# Unsupervised Linear and Nonlinear Channel Equalization and Decoding   using Variational Autoencoders

**Authors:** Avi Caciularu, David Burshtein

arXiv: 1905.08795 · 2020-04-14

## TL;DR

This paper introduces a novel unsupervised approach using variational autoencoders for blind linear and nonlinear channel equalization and decoding, achieving improved error rates and faster channel acquisition without pilot symbols.

## Contribution

It presents the first application of VAEs for blind channel equalization and decoding, with a method that outperforms existing techniques like EM and constant modulus in accuracy and efficiency.

## Key findings

- Significant error rate improvements over traditional blind equalization methods.
- Faster channel acquisition due to the VAE approach.
- Reduced computational complexity compared to EM, especially for larger channels.

## Abstract

A new approach for blind channel equalization and decoding, variational inference, and variational autoencoders (VAEs) in particular, is introduced.

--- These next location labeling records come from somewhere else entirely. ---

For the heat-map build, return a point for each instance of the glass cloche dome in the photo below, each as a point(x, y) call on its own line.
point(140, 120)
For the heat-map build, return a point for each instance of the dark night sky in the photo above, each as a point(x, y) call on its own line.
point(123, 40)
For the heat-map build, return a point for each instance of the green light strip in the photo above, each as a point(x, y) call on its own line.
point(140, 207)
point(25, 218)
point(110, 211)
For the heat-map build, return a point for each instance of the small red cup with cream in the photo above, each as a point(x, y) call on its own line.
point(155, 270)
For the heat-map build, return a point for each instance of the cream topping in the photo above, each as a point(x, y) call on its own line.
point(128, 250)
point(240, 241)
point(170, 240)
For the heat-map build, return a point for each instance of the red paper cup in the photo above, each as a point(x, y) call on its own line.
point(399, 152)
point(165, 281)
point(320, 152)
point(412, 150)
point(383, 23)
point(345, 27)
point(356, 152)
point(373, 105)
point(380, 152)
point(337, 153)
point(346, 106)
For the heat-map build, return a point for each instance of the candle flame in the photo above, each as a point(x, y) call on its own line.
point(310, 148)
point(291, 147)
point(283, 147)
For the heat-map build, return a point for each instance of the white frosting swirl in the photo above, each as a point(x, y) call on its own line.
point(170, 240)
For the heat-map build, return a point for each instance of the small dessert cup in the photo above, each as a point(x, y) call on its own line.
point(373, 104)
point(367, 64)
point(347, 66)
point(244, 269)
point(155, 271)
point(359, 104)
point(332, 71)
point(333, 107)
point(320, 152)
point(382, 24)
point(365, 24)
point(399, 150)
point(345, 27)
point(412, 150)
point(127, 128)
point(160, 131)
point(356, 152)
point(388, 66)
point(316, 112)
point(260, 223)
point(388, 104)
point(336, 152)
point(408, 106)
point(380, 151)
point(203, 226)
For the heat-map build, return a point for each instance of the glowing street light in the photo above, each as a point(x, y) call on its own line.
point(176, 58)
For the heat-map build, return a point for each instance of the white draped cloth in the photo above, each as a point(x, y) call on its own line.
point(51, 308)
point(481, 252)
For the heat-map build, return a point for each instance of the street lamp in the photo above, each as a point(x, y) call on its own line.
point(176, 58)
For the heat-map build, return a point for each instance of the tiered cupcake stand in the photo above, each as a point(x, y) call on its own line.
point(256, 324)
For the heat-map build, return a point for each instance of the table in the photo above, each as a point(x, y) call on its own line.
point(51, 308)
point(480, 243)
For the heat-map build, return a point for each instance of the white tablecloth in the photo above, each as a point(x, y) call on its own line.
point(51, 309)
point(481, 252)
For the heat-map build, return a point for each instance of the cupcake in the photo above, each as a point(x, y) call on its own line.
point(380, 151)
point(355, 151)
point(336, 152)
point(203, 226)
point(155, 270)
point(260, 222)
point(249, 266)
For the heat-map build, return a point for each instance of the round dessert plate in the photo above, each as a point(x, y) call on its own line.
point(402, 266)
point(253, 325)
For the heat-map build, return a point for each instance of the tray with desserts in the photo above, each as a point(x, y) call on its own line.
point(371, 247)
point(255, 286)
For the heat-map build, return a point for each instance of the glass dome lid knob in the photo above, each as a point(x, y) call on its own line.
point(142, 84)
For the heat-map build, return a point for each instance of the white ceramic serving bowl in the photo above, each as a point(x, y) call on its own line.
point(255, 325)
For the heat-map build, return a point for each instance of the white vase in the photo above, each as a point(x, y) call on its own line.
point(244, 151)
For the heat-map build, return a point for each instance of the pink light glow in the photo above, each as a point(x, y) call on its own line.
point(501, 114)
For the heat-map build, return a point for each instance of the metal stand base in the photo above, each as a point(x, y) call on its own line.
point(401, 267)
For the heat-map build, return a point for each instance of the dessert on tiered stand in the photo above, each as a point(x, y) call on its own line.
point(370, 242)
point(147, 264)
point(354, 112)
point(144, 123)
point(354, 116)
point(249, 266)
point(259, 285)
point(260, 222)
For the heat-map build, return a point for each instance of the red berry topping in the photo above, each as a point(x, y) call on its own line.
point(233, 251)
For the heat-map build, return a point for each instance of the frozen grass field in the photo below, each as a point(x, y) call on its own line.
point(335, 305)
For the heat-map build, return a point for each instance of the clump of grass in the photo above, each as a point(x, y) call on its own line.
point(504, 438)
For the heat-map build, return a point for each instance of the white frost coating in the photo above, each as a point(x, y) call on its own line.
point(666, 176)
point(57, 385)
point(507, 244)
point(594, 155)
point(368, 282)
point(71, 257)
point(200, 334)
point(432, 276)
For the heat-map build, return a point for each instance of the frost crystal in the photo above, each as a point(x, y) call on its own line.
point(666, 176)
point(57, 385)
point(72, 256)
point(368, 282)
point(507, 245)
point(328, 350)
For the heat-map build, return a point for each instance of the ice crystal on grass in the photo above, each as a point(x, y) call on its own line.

We first consider the reconstruction of uncoded data symbols transmitted over a noisy linear intersymbol interference (ISI) channel, with an unknown impulse response, without using pilot symbols. We derive an approximate maximum likelihood estimate to the channel parameters and reconstruct the transmitted data. We demonstrate significant and consistent improvements in the error rate of the reconstructed symbols, compared to existing blind equalization methods such as constant modulus, thus enabling faster channel acquisition. The VAE equalizer uses a convolutional neural network with a small number of free parameters. These results are extended to blind equalization over a noisy nonlinear ISI channel with unknown parameters. We then consider coded communication using low-density parity-check (LDPC) codes transmitted over a noisy linear or nonlinear ISI channel. The goal is to reconstruct the transmitted message from the channel observations corresponding to a transmitted codeword, without using pilot symbols. We demonstrate improvements compared to the expectation maximization (EM) algorithm using turbo equalization. Furthermore, unlike EM, the computational complexity of our method does not have exponential dependence on the size of the channel impulse response.